With depression, we carry so much guilt as well. As one of my favorite writers, Robert Frost, puts it: “In three words I can sum up everything I’ve learned about life: it goes on.” Responsibilities and daily life still continue. We still need to go to work, care for our family, take care of ourselves, run the necessary errands etc. However, depression kills everything fibre of your being. For days or even weeks, getting out of bed is an enormous mountain to climb. Showering, washing my hair, eating — anything that takes any form of physical effort is being avoided for days or weeks because the task is just too daunting and exhausting. Dreading the question of, “How are you?” It’s the same. The answer is the same, it’s always the same, I’m always the same. I get so angry and feel so incredibly powerless when asked this question because of the fact that my answer doesn’t change means I am not changing. It means since our last conversation I have not done anything differently or changed anything about my circumstances in order to answer you, “Better, thanks.” It makes me feel like such a failure and it’s a constant reminder that I haven’t moved from this dim cage.

When I think back on a time when I wasn’t in the claws of the seesaw ride of bipolar, the fondest memories are that I could do things. It was as big as if I wanted to be an Oscar-winning actress. I was doing the work to get there or as simple as if I wanted to keep myself busy I could do so happily. Depression steals the driving force to do anything away; it makes it all seem like such an effort, just not worth it. Everything I use to enjoy is a distant memory now.

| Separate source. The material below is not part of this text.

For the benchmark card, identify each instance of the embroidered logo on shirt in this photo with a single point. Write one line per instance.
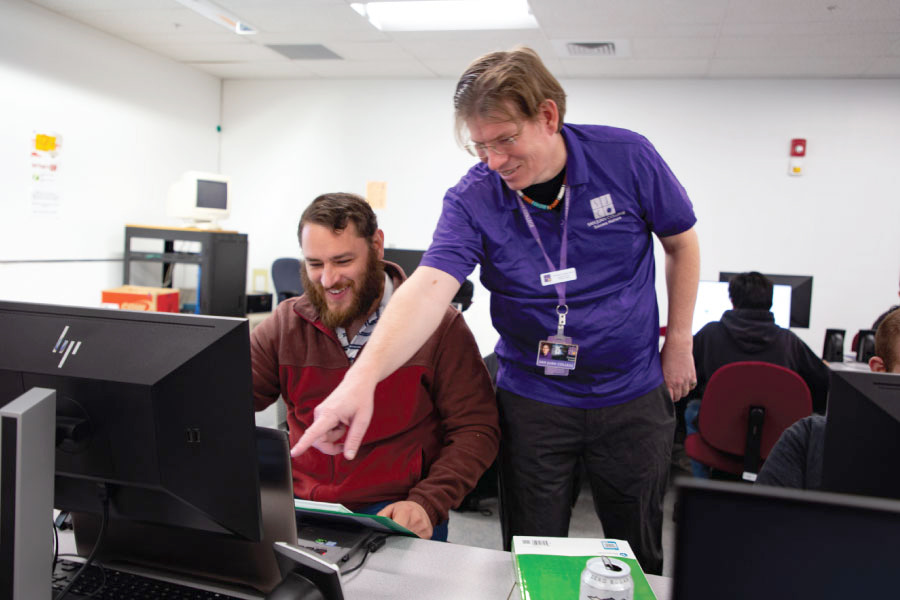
(604, 212)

Going out with friends and socializing, being bold and confident to take on any new challenge or adventure, being creative fluently with no breaks of weeks or even months because I simply cannot muster the energy to think out of the box. I feel like a shell of my former self and despite treatment, it doesn’t seem to change. It is such a lonely place to be because when I try to explain to my loved ones what I am going through, it is a never-ending battle. All they see is that I am on medication, I am seeing a therapist and my circumstances are working. Trying to explain the emptiness I experience because I cannot get back to my old self, the struggle I have to find a job yet I desperately want to part of the workforce again, struggling with my marriage because I simply cannot find the happiness I so desperately wish for.

I grieve for myself. I grieve for the life I could have had if it wasn’t for this illness. I grieve for all I have had to give up and lost because the ugly, dark grasp of depression simply won’t let me go.